In passato, Westergaard ha dichiarato che i musulmani moderati non avrebbero fatto abbastanza per contrapporsi ai più scalmanati. Oggi, rimane più o meno della stessa idea. «Però personalmente non ho problemi con i musulmani danesi. Anche se so che molti di loro mi odiano. Sono fiero del nostro welfare state. Agli immigrati in Danimarca abbiamo dato tutto, soldi, case, libera istruzione per i figli, libertà di culto, le migliori prospettive di vita. In cambio chiediamo solo che vengano rispettati i nostri principi democratici». Ecco, li rispettano? «Da un punto di vista materialistico ci rispettano», precisa. «Ma da quello spirituale odiano la nostra cultura». Non sarà morto il sogno multiculturale dell’Occidente? «Non credo», risponde Westergaard. «Per fortuna nella nostra società sta guadagnando sempre più terreno il materialismo, la secolarizzazione. Ma se, per esempio, vai nelle più arretrate campagne danesi, dove ci sono tanti cristiani fondamentalisti, respiri l’odio nell’aria».

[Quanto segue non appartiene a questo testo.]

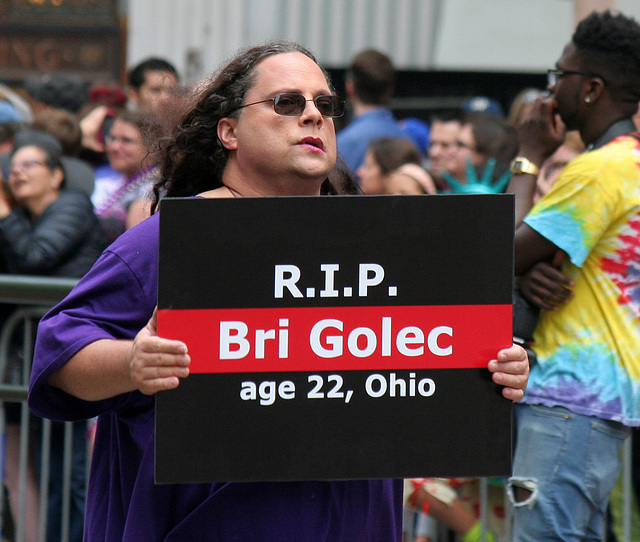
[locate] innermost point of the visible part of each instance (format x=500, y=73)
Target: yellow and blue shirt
x=589, y=350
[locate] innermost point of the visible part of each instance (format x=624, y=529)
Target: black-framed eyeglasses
x=556, y=73
x=292, y=104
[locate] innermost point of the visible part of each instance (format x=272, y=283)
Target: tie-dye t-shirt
x=589, y=350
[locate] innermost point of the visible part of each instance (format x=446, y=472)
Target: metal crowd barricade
x=33, y=296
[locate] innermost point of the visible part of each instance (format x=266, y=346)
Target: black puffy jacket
x=64, y=241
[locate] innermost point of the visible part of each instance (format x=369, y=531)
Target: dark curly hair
x=193, y=158
x=609, y=45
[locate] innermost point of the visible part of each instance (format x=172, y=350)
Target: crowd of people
x=85, y=168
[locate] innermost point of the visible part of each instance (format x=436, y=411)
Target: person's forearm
x=99, y=371
x=524, y=187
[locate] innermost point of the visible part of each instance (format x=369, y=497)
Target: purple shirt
x=114, y=301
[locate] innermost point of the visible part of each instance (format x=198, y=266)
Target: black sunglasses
x=555, y=74
x=291, y=104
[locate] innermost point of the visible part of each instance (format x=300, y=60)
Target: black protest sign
x=335, y=337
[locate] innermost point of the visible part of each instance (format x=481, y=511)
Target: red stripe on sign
x=339, y=338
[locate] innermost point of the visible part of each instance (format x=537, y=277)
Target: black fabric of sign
x=435, y=250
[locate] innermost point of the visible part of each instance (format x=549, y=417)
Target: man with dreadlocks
x=584, y=392
x=262, y=127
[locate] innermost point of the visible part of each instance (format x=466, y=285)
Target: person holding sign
x=262, y=127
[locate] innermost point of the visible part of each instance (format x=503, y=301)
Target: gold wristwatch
x=520, y=165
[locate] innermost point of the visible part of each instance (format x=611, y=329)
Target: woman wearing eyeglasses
x=50, y=231
x=44, y=230
x=123, y=187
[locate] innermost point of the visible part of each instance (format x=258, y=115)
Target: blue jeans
x=564, y=468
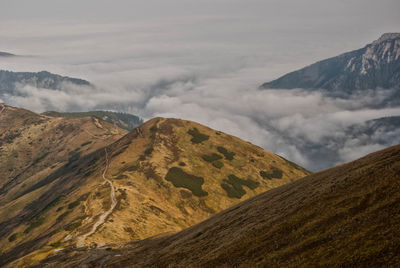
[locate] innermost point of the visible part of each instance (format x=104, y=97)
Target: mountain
x=122, y=120
x=5, y=54
x=347, y=216
x=9, y=81
x=162, y=177
x=377, y=65
x=34, y=149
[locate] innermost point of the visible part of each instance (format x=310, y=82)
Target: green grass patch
x=12, y=237
x=86, y=143
x=234, y=186
x=218, y=164
x=180, y=178
x=228, y=155
x=198, y=137
x=275, y=174
x=212, y=157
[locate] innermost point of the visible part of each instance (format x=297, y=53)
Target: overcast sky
x=199, y=60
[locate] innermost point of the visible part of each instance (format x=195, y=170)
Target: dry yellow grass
x=148, y=204
x=347, y=216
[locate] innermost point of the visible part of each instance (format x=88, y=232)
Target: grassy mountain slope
x=122, y=120
x=34, y=151
x=347, y=216
x=167, y=174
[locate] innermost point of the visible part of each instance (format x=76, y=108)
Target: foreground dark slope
x=345, y=216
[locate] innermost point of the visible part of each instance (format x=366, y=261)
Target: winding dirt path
x=4, y=107
x=81, y=239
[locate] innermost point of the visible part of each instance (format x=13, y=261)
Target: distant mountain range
x=377, y=65
x=10, y=80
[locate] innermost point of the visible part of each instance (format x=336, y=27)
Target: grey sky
x=198, y=60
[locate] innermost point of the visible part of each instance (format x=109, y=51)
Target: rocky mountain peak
x=387, y=37
x=374, y=66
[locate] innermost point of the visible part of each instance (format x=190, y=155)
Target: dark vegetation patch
x=129, y=167
x=83, y=197
x=185, y=194
x=218, y=164
x=56, y=244
x=13, y=237
x=39, y=218
x=72, y=226
x=34, y=222
x=74, y=204
x=120, y=150
x=62, y=216
x=275, y=174
x=59, y=209
x=228, y=155
x=40, y=158
x=86, y=143
x=148, y=151
x=198, y=137
x=180, y=178
x=234, y=186
x=156, y=210
x=74, y=157
x=212, y=157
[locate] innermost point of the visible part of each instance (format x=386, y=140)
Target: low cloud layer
x=204, y=62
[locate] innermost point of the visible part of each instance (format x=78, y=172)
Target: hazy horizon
x=201, y=61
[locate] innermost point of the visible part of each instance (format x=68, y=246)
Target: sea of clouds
x=207, y=67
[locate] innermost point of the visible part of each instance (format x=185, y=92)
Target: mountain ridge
x=343, y=216
x=377, y=65
x=166, y=175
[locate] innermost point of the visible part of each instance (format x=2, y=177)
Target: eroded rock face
x=377, y=65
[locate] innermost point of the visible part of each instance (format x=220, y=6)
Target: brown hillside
x=347, y=216
x=34, y=151
x=167, y=175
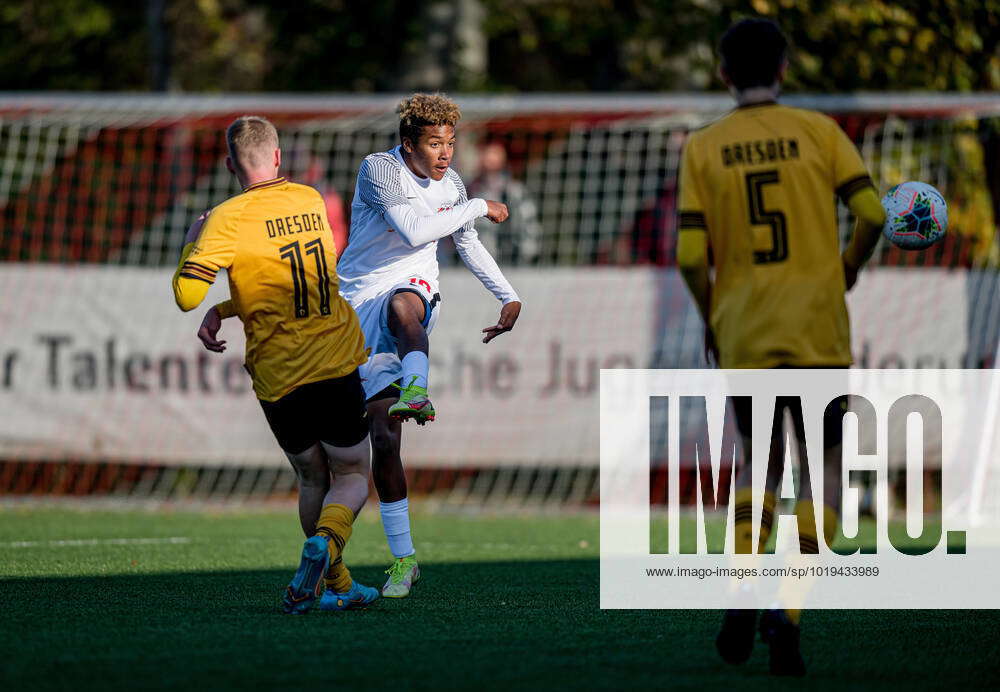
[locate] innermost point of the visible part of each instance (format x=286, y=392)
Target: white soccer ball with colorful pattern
x=916, y=215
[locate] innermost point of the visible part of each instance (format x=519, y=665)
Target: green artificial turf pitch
x=506, y=603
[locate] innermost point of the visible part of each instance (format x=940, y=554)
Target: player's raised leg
x=350, y=468
x=407, y=312
x=390, y=483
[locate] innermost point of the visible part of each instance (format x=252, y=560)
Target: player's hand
x=711, y=350
x=850, y=274
x=496, y=211
x=508, y=316
x=210, y=329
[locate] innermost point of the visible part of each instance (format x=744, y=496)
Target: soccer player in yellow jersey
x=758, y=187
x=303, y=348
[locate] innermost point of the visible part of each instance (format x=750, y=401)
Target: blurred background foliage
x=484, y=45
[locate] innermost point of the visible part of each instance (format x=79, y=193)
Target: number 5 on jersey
x=293, y=253
x=761, y=216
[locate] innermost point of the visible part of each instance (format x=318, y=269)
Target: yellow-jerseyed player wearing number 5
x=303, y=348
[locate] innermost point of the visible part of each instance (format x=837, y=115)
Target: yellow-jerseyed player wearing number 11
x=303, y=348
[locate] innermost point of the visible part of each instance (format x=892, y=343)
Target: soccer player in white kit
x=405, y=200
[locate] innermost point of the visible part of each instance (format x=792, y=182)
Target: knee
x=385, y=444
x=405, y=309
x=312, y=476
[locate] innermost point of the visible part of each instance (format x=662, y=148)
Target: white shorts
x=383, y=366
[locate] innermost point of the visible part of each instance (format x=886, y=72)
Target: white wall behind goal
x=96, y=362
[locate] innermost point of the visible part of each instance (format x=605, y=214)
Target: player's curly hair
x=753, y=51
x=420, y=110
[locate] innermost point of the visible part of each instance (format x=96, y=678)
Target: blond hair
x=251, y=140
x=420, y=110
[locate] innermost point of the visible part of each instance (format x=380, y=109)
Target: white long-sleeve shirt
x=396, y=221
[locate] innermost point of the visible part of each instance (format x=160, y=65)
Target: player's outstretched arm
x=870, y=215
x=379, y=188
x=419, y=230
x=481, y=263
x=212, y=249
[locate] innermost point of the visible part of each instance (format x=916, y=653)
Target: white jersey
x=396, y=221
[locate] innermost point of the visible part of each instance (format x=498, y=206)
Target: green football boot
x=413, y=403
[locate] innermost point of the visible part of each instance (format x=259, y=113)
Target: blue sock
x=396, y=524
x=415, y=365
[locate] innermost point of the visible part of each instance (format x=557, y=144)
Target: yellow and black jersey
x=275, y=242
x=761, y=182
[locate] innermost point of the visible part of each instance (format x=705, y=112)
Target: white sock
x=415, y=364
x=396, y=524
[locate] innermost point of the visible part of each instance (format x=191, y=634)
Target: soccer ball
x=916, y=215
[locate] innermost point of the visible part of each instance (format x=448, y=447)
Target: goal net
x=106, y=391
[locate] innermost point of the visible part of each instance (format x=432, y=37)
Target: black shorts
x=832, y=425
x=331, y=411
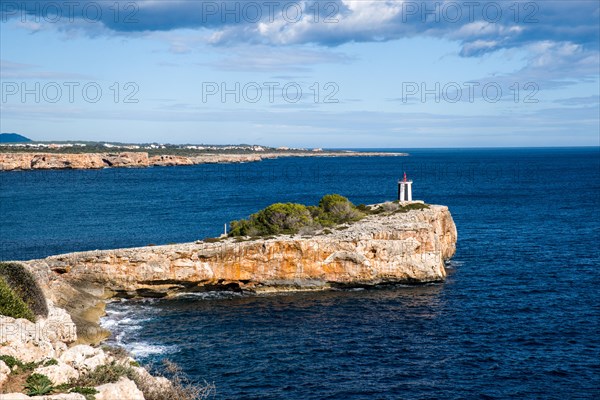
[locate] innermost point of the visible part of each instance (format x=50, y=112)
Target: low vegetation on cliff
x=20, y=295
x=292, y=218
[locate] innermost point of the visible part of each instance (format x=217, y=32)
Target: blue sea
x=517, y=318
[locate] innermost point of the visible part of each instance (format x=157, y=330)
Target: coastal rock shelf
x=408, y=247
x=29, y=161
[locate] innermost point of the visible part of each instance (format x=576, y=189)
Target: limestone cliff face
x=402, y=247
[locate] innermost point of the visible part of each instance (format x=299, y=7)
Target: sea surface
x=517, y=318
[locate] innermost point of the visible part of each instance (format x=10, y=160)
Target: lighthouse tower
x=404, y=189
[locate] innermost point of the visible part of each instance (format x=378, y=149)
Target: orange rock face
x=402, y=247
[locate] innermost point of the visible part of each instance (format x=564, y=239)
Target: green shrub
x=276, y=219
x=38, y=385
x=12, y=305
x=337, y=210
x=291, y=218
x=25, y=286
x=50, y=362
x=10, y=361
x=412, y=206
x=87, y=392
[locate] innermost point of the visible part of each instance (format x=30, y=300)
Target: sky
x=331, y=74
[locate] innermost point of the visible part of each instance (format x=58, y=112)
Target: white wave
x=142, y=349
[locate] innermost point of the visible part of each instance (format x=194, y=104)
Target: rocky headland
x=137, y=159
x=400, y=245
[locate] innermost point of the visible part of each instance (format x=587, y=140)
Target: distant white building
x=404, y=189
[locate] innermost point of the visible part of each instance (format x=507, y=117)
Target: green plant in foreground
x=11, y=304
x=24, y=285
x=109, y=373
x=87, y=392
x=10, y=361
x=38, y=385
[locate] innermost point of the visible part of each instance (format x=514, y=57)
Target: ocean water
x=518, y=317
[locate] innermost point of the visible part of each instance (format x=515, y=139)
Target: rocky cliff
x=408, y=247
x=29, y=161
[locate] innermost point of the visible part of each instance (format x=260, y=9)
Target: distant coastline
x=35, y=160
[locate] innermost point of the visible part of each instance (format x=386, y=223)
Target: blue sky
x=356, y=73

Se Saviano si è pentito di Gomorra, Westergaard non rimpiange nulla di quello che ha disegnato: «Era in gioco la libertà d’espressione. Le vignette volevano solo mettere in discussione un aspetto dell’islam. Fosse successo niente, sarebbe comunque accaduta una situazione simile in futuro. Mi dispiace per i morti nelle proteste, ma non è colpa mia. Sono gli estremisti che hanno giocato sulla frustrazione della popolazione». Qualcuno però, tra cui anche qualche collega, lo ha incolpato di irresponsabilità: «Si sbagliano di grosso. Certi intellettuali, quelli della mia classe, sono spaventati dalle minacce e non si rendono conto che si stanno autocensurando, che stanno rinnegando il loro stesso lavoro». Un complesso di inferiorità, questo, anche di una parte della sinistra? «Senza dubbio, la sinistra vuole sempre proteggere i più deboli, le minoranze. Ma non capiscono che gli estremisti islamici, pur essendo una minoranza, sono una minoranza molto forte, potente e sicura di sé per via della religione. A volte la sinistra è cieca di fronte a simili fenomeni». Così come, secondo il vignettista, i politici sono ciechi di fronte alla guerra in Afghanistan: «È stata inutile, un gravissimo errore. L’Occidente è lì da anni, ma oramai è chiaro che la popolazione locale non vuole accettare i nostri valori, non li comprendono, non hanno alcuna voglia di convertirsi ai diritti umani».
Westergaard si è congedato il primo luglio dai suoi lettori con un'immagine a tutta pagina sul Jyllands Posten: ritrae Don Chisciotte a cavallo, armato di carta e penna. Dietro non Sancho Panza, ma un asino che porta un'incudine con scritto «libertà di espressione» e sopra una bomba che sta per esplodere. Sullo sfondo la mezzaluna. Metafora di un'Europa spesso minacciata, censurata, travolta dalle sue stesse debolezze. Non a caso, spesso Westergaard cita due pungenti esempi storici. Uno è quello del vignettista connazionale Hans Bendix, che faceva satira sui nazisti e che fu messo a tacere dall’allora governo danese per non provocare la Germania. L’altro quello di Pablo Picasso che incontra un ufficiale tedesco nel sud della Francia. Quando questi capisce con chi sta parlando, gli chiede: «Ah, dunque sei tu ad aver realizzato la Guernica?». La risposta di Picasso: «Non sono stato io, ma tu».